Carter visited Gaza on Tuesday and urged Hamas leaders to accept the demands to end an international boycott, which was imposed when the militant group overran Gaza two years ago.

Carter's meeting was itself unusual because of the boycott. The United States, European Union and Israel consider Hamas a terror group and refuse to deal with it directly.

Ahmed Youssef, the deputy Hamas foreign minister, said Gaza's Palestinians were pleased to receive Carter.

"The people think this is a historic visit," Youssef told The Associated Press on Wednesday, describing Carter as somebody very knowledgeable about the conflict and very sincere in the way he understands the conflict.

But Youssef said Hamas turned down Carter's policy requests.

"The visit has not led to a significant change. Hamas finds the conditions unacceptable, he said. Recognizing Israel is completely unacceptable."

According to Hamas ideology, there is no room for a Jewish state in an Islamic Middle East. The militant group has sent dozens of suicide bombers into Israel, killing hundreds.

Even so, some Hamas officials have indicated they could support creation of a Palestinian state in the West Bank and Gaza, implying a form of tacit acceptance of Israel.

Youssef said the other two international conditions - renouncing violence and accepting past agreements between Israel and the Palestinians - are irrelevant. He said Israel broke a cease-fire, killing many Palestinians, and the state outlined in the partial peace accords would have no substance, no borders and nothing that a real state is.

Carter has said that despite the world boycott, Mideast peacemaking efforts must include Hamas, which took control of the Gaza Strip in 2007, expelling forces loyal to Western-backed Palestinian President Mahmoud Abbas, whose government now effectively rules only the West Bank.

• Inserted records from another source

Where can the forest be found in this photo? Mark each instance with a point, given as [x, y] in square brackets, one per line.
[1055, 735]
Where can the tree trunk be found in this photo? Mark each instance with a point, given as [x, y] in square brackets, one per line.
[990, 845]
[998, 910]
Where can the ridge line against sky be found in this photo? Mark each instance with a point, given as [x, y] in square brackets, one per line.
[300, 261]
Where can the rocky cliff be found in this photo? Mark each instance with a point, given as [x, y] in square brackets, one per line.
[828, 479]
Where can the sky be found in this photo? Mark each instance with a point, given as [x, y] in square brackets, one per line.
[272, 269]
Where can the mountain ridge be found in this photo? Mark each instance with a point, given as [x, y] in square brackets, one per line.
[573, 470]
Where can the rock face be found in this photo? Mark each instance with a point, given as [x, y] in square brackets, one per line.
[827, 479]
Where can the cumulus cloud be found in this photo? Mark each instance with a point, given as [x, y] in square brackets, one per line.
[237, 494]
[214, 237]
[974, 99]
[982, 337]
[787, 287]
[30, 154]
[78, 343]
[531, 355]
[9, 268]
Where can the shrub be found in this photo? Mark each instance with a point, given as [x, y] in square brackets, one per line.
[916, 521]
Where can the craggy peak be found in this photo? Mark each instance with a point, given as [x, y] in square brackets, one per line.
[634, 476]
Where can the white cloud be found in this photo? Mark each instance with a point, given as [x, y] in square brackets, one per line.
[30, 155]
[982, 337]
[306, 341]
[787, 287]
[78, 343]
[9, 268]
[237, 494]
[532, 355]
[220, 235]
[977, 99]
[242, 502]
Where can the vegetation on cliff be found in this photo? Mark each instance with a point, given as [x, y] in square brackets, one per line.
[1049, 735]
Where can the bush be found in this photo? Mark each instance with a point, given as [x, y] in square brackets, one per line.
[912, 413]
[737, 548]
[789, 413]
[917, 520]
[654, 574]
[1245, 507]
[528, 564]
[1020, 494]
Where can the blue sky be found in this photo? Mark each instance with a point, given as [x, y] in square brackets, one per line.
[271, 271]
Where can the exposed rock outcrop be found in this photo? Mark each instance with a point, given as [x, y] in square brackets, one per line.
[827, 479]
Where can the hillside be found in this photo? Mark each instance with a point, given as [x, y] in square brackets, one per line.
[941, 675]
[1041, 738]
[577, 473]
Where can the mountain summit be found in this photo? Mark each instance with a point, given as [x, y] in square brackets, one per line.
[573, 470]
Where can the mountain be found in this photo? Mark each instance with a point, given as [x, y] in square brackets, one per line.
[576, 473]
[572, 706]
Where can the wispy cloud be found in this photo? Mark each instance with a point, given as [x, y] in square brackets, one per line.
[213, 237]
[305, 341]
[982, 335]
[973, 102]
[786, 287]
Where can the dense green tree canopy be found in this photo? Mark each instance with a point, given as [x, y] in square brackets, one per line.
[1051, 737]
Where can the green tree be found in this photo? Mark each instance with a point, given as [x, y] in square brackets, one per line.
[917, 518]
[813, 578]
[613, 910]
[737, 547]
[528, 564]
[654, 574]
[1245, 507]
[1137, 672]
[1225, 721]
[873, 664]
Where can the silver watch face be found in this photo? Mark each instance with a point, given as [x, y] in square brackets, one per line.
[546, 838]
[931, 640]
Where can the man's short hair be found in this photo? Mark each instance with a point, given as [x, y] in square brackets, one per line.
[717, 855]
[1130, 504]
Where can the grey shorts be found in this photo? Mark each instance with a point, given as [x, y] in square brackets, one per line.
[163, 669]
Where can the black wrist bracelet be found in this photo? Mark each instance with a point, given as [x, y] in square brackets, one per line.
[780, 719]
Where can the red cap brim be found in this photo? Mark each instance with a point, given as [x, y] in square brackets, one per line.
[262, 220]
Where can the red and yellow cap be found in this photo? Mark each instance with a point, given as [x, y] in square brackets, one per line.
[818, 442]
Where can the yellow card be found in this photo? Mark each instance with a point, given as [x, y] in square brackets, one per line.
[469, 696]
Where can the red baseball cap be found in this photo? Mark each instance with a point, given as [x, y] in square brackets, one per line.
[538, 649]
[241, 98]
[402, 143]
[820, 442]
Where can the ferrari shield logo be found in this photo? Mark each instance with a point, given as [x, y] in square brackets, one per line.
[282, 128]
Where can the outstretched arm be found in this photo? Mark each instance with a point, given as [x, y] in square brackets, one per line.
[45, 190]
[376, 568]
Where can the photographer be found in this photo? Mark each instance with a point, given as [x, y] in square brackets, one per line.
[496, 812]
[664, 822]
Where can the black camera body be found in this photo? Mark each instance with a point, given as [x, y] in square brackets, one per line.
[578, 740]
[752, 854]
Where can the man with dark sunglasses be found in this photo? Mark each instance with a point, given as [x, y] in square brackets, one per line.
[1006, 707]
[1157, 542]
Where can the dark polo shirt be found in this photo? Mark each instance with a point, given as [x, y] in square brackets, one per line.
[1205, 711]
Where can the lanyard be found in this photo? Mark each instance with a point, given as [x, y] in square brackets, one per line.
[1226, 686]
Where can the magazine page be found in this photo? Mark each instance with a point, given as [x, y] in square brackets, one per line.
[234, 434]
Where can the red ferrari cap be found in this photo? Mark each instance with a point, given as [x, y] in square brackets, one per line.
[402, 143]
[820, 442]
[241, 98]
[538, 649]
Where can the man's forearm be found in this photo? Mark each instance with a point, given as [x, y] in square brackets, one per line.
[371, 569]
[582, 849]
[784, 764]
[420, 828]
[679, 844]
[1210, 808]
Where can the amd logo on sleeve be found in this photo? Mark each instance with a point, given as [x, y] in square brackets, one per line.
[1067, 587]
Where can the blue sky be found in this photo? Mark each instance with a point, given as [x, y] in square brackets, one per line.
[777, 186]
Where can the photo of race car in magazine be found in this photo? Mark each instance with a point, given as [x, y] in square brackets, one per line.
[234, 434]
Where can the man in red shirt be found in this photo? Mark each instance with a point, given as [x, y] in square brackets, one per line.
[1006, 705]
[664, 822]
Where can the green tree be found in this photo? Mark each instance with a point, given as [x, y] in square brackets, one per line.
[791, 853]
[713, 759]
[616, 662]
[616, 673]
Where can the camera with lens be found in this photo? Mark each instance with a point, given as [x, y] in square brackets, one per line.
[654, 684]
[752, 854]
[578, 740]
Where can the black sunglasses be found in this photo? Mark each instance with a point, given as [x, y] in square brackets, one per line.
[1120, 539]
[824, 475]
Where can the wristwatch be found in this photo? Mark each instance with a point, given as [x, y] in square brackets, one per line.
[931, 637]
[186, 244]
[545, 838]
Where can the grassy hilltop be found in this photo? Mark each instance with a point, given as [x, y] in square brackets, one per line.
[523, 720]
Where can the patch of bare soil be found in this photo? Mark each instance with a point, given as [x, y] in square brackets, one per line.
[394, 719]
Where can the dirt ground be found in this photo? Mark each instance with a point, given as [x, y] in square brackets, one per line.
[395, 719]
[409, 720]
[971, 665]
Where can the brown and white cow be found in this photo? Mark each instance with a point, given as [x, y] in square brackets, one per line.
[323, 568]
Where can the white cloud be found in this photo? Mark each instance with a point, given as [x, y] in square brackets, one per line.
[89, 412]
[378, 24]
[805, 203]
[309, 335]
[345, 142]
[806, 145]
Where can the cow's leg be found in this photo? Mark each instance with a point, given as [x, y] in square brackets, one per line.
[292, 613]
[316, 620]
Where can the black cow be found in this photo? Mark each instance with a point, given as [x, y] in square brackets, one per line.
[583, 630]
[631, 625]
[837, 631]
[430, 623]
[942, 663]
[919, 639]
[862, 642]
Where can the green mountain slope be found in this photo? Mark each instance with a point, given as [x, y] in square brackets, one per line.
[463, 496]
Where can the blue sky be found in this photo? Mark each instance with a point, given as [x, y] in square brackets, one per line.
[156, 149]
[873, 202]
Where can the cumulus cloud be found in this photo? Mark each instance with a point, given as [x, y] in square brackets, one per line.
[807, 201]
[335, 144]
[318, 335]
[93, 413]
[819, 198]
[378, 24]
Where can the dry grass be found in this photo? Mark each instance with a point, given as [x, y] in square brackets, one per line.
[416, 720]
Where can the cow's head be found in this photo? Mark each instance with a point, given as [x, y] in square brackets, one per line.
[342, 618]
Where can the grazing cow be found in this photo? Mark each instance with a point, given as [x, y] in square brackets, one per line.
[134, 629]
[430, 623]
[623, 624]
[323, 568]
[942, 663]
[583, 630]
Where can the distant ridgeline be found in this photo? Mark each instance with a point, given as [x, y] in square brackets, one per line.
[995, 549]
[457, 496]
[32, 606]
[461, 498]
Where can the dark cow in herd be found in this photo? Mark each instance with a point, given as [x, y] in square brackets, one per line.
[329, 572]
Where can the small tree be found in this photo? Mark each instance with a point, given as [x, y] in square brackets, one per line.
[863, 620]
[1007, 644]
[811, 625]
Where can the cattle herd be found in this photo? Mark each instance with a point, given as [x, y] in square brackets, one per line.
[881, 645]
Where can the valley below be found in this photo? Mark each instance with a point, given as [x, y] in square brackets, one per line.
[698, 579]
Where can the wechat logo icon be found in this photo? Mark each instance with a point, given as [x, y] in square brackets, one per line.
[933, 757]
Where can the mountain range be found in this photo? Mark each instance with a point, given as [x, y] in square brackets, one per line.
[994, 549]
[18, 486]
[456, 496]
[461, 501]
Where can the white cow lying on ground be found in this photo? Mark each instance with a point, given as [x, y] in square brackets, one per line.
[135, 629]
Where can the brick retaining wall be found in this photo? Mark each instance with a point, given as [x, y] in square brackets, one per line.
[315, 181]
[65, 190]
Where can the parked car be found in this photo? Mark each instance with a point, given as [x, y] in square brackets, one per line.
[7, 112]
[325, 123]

Although then-president Carter brokered the 1979 peace treaty between Israel and Egypt, the first between Israel and an Arab country, he is perceived by many Israelis as anti-Israel, siding with the Palestinians in their conflict.

He antagonized many Israelis with his 2007 book, Palestine: Peace Not Apartheid, in which he argued that Israel must choose between ceding the West Bank to the Palestinians or maintaining a system of ethnic inequality similar to that of the apartheid regime in South Africa. Most Israelis strongly reject the comparison.